Even harder was getting buy-in from different groups who seemingly owned parts or the entirety of these items. So we landed here:
Do I think these are perfect? Absolutely not. But did they get people aligned on what we wanted and how we talked about it? Absolutely.
In many organizations, I would say product roadmaps may be the most utilized – but to what fidelity probably depends on the maturity and needs of the org. Experience maps are trickier in that they require much more input from your customers – both current and lapsed – to inform what level of friction occurs across the lifecycle of your service delivery, whether it’s through technology or people interactions.
Even harder than experience maps I think are service blueprints/diagrams. Looking at a visual diagram of HOW people and technology interact to deliver something to a user, with layers of data or metrics that show velocity, latency, frequency, etc., is the holy grail for many organizations, especially today, who are looking to reduce their operating costs/cost-to-serve.
And it’s really, really hard. That’s why people tend to avoid it. Even with mapping out processes, then the data collection and architecture becomes a critical conversation to really talk about what long-term change needs to occur to actually orchestrate and coordinate the backstage efforts to make change within the customer’s experience.
Process mining, time studies, manual effort indices, et al. It’s a lot of work. And organizations either pay $500k or more for a large consulting partner to come in to give them some insights (without even changing anything), or they try to do it themselves and succeed or tire and move on to something easier.

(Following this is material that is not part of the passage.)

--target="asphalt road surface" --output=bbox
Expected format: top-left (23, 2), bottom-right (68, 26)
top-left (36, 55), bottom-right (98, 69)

Once again, my persistent and annoying tenacity is why this type of work is so gratifying to me. When you think of the power of having this data and that intelligence at your fingertips to know very specifically what customers are complaining about, having a visual diagram to show you what’s creating that situation, and looking at data around the service to very quickly prioritize areas to quick-fix or think long-term transformation, you move faster than your competitors and still stay closest to the customer.
In my mind, it’s a no brainer but it’s challenging and you need the right people, the right org design (which this activity can also inform), and the right buy-in to bring this all to life and orient people around a singular compass so people are making decisions rooted in objective analysis.
So don’t let people fool you and think that CX and EX are just buzzwords. These are critical concepts of how companies approach transformation – digital or otherwise.